Admittedly some were only hard because they fell
asleep deep in the fields or a couple in the orchard
after gorging on dropped fruit and were found by
luck following the snoring, but others got to town
and rooted up lawns and gardens looking for food
or overturned trash cans and dragged the remains
of half-eaten chickens and potato peels and diaper
changes through the streets and scattered the search
party including one that got four miles to the interstate
and backed it up through dinner until highway patrol
lassoed and got it in a back seat they had to replace
after, and another Mrs. Wallace swatted out her kitchen
with a broom when it followed her baking peach pie
through the open front door, and a third that laid down
in front of the fire department so they couldn't drive
the truck out and gave birth to seven piglets, and
then there was one that got in with the cows under
the fence and Mr. Stevens arrived just in time to see
it nip over the silage at a Holstein who turned fast
and bore down back and he said you could watch
that pig realize its mistake as fifteen hundred pounds
of intolerance charged and sent it shrieking around
the fence line until they both got tired enough to stop
which is when he finally climbed in and roped it
because he sure as hell wasn't going to do it before.

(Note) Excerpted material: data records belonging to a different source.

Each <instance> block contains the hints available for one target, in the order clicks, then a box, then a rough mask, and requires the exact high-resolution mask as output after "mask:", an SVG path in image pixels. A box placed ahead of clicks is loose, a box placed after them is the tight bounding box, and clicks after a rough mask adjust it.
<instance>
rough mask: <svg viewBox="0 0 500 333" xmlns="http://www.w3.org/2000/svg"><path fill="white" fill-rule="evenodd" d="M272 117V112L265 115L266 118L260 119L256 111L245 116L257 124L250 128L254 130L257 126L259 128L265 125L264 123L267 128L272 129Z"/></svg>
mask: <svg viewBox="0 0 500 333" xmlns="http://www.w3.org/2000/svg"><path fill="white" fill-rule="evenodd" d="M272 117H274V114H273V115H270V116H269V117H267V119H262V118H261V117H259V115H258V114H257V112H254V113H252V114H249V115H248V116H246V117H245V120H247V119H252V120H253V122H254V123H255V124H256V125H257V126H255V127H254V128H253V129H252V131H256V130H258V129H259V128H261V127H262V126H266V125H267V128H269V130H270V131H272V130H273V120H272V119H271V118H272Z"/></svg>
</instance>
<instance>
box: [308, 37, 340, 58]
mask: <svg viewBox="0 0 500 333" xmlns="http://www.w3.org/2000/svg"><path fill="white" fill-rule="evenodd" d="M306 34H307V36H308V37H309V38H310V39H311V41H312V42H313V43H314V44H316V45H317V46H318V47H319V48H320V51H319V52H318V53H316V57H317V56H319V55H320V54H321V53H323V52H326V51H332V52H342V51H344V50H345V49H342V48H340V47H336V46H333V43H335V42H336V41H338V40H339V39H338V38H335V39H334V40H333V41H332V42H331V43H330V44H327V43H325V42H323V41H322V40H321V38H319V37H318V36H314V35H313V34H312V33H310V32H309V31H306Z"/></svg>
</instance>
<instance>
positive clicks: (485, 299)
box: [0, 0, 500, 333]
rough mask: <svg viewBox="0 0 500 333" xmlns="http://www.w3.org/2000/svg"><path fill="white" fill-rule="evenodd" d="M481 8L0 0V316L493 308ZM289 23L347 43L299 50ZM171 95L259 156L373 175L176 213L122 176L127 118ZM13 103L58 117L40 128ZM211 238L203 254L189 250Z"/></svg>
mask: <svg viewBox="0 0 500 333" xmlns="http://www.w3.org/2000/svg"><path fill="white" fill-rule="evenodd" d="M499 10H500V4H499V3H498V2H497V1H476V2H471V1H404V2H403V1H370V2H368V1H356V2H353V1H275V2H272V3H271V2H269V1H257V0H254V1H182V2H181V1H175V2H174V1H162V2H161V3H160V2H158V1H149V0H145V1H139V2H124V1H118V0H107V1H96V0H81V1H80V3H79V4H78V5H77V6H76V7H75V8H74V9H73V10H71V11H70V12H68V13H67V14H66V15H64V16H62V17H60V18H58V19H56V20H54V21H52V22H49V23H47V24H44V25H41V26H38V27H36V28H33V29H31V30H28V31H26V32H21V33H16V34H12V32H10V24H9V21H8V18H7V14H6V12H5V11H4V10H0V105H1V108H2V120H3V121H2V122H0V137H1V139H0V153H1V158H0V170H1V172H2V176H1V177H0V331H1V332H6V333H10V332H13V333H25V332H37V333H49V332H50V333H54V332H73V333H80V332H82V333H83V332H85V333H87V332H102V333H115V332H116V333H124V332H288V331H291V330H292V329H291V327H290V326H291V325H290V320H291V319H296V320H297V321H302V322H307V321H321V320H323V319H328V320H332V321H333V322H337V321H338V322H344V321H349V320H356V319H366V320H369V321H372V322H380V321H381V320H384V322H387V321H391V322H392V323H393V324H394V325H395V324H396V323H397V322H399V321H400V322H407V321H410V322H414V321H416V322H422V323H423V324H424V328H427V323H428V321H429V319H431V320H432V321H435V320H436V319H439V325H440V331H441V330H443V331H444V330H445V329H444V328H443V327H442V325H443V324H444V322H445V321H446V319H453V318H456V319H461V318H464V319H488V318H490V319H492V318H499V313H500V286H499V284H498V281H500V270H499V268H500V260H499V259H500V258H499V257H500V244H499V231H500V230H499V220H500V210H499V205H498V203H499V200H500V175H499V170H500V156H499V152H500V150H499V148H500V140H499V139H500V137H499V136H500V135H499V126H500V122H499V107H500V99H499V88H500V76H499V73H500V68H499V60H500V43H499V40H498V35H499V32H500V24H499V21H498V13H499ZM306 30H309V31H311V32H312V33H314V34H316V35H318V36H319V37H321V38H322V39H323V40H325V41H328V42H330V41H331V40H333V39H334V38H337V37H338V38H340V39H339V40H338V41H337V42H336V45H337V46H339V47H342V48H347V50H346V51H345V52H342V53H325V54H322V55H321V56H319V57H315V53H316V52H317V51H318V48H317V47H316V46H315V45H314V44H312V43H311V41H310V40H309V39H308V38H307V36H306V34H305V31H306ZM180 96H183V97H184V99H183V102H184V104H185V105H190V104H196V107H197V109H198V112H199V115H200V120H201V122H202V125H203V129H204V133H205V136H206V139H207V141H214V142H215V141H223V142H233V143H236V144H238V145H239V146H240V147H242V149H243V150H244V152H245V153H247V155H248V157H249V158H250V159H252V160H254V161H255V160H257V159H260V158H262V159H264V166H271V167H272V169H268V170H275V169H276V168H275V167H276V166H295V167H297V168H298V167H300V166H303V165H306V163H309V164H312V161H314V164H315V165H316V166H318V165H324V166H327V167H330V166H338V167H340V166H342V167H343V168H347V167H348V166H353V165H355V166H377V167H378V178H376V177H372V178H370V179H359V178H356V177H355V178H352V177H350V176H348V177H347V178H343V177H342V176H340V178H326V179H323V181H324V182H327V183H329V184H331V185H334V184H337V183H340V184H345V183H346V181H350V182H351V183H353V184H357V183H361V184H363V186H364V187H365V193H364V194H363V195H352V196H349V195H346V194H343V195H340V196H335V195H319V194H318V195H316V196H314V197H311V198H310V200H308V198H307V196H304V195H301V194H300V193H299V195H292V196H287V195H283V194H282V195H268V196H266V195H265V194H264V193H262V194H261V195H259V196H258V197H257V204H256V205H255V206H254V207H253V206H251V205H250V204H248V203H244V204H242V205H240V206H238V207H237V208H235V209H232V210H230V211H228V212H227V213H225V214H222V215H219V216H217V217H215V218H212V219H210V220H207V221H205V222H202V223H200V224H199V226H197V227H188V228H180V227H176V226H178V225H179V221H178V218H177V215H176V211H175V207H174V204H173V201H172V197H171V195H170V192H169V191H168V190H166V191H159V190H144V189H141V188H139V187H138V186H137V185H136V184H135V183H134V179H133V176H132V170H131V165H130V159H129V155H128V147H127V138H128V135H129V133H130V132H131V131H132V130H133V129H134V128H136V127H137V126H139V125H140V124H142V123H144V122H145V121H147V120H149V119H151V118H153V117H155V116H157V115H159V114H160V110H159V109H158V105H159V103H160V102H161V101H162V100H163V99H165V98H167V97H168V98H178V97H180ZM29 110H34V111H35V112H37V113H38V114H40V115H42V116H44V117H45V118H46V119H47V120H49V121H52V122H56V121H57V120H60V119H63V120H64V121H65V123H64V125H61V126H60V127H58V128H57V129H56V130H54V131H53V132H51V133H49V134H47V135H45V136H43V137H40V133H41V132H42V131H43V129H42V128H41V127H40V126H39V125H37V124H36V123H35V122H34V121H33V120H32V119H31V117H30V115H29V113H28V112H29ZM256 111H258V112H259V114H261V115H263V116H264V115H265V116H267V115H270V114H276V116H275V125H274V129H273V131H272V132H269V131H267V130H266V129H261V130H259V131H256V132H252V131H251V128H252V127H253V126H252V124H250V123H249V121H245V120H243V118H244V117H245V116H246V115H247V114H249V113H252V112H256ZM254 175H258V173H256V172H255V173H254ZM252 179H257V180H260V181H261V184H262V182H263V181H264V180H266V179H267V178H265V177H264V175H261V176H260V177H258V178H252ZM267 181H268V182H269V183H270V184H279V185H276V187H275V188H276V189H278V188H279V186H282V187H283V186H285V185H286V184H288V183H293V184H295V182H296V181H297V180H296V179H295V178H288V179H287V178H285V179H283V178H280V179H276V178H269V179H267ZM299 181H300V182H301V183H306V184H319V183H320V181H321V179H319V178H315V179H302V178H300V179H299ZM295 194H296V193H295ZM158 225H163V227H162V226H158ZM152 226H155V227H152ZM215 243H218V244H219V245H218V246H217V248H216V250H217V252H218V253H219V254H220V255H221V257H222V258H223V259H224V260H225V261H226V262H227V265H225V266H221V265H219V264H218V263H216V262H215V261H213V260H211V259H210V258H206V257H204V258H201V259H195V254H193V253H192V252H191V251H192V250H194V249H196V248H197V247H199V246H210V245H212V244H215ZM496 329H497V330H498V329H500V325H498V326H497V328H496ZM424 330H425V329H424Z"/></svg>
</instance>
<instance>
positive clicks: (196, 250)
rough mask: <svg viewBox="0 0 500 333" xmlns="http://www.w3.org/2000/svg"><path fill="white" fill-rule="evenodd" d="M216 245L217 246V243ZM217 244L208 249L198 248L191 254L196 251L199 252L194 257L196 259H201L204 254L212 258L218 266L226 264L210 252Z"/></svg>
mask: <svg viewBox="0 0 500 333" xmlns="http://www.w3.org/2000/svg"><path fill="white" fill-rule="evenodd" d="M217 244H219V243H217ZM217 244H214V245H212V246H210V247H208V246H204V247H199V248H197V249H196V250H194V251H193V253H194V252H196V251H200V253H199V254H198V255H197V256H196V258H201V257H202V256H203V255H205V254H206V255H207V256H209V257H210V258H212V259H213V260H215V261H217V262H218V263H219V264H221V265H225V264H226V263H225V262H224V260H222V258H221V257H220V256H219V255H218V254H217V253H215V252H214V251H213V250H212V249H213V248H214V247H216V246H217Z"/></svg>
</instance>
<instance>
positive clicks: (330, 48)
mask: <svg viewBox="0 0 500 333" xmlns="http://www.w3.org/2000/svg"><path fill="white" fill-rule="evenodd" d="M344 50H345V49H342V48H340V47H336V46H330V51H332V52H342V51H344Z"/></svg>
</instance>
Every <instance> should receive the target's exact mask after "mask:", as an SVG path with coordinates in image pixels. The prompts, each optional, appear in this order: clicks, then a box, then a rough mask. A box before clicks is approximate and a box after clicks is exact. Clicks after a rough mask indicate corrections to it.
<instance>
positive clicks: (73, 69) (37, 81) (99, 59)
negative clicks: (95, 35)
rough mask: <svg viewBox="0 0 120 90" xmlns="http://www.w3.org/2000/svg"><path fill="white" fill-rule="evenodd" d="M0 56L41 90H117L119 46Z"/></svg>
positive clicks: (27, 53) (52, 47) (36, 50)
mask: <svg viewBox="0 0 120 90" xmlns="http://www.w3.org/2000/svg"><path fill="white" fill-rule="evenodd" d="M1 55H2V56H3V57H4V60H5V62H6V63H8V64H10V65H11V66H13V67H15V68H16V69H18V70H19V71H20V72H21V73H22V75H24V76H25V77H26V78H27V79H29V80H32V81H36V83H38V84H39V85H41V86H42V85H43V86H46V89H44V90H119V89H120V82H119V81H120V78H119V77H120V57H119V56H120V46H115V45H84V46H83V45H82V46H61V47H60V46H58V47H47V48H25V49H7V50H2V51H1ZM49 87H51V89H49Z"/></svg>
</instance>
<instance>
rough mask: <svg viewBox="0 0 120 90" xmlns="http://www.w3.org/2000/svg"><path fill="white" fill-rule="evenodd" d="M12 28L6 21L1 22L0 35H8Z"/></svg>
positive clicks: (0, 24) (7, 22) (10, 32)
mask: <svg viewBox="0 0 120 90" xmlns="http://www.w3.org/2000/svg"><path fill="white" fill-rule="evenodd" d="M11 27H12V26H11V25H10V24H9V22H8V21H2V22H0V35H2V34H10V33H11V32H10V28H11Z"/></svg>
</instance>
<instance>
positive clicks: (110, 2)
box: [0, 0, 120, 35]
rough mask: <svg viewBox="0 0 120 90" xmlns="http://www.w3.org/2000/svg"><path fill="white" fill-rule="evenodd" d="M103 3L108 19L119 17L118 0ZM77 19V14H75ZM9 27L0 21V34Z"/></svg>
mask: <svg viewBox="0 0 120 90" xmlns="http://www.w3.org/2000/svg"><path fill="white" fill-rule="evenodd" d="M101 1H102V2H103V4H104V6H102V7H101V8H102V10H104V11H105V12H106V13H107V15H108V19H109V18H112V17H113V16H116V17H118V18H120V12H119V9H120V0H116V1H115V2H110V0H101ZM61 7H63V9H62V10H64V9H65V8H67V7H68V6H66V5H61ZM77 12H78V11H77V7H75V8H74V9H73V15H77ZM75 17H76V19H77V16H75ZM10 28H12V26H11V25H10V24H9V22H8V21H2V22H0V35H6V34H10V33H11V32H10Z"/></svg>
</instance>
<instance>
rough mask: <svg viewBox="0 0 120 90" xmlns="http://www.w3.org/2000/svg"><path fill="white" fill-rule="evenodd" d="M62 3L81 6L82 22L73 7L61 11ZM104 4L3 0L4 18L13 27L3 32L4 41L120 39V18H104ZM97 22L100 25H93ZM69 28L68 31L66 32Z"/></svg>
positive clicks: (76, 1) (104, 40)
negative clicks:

And then just one was left with almost the whole town
by then out in the fields or their cars helping and dusk
pierced by hog calls and whistles in a widening circle
approaching mountain's base here and the interstate
there and some saying it was dead and getting cold
and maybe that was best so they could get breakfast
and start tomorrow and others arguing if it was alive
and got eaten by something down from the mountain
the town would be full of wolves and cougars wanting
more and how would that be better, but luckily no one
had to decide because about then Mr. Unger checked
one last time on his grocery and found the door open
and the pig asleep surrounded by torn packets of cakes
and doughnuts from the checkout so all he needed was
to rope its neck and lead it out, except it startled up
when touched and tore off through the aisles instead
and overturned the cereal shelf which hit canned goods
which hit baked goods which tipped onto the produce
so half the store leaned on the other with the bottles
sliding off and breaking and the pig running scared
down the meat aisle between cutlets and tenderloins
and Mr. Unger yelling out the door for help until enough
arrived to spend another fifteen minutes trying to corner
and catch it while it scrambled the overturned shelves
and smeared the floor in multicolored slurry until finally
someone roped it and put a second through the nose ring
just in case and pulled it outside to load it in the truck
and then, exhausted, leave Mr. Unger to just the cleaning
so they could go home and get a good night's sleep
and be glad everything was back to where it was before.
And so dawn made its landscape frieze and we blinked
into the everyday of trough and tractor and the shifting
of sprinkler lines into new fields, and of course for a time
we told each other about the pigs again and wondered
how the government heard to check on the counterfeiting
in the first place but no one would admit to turning him in
so speculation was rampant and pointless, and anyway late
summer Mr. Tagstrom broke ground on the twenty-foot
wheel with an open call for quality scrap metal, especially
tie rods and beam axles he could weld or lathe, and by next
July had it almost done but when he took off the brake
the first time it ramped up and spun so fast it almost
came off and rolled down the hill and forced him to spend
winter recalculating slugs and springs, but right after
snowmelt he invited us all up to watch it creak alive
and most did in a tableau of open mouths and upturned
eyes against a clear morning and the wheel slowly turning
with its weights flickering in syncopation, and Mr. Tagstrom
adding one more squirt of 3-In-One oil to the hub
before standing back and nodding his approval.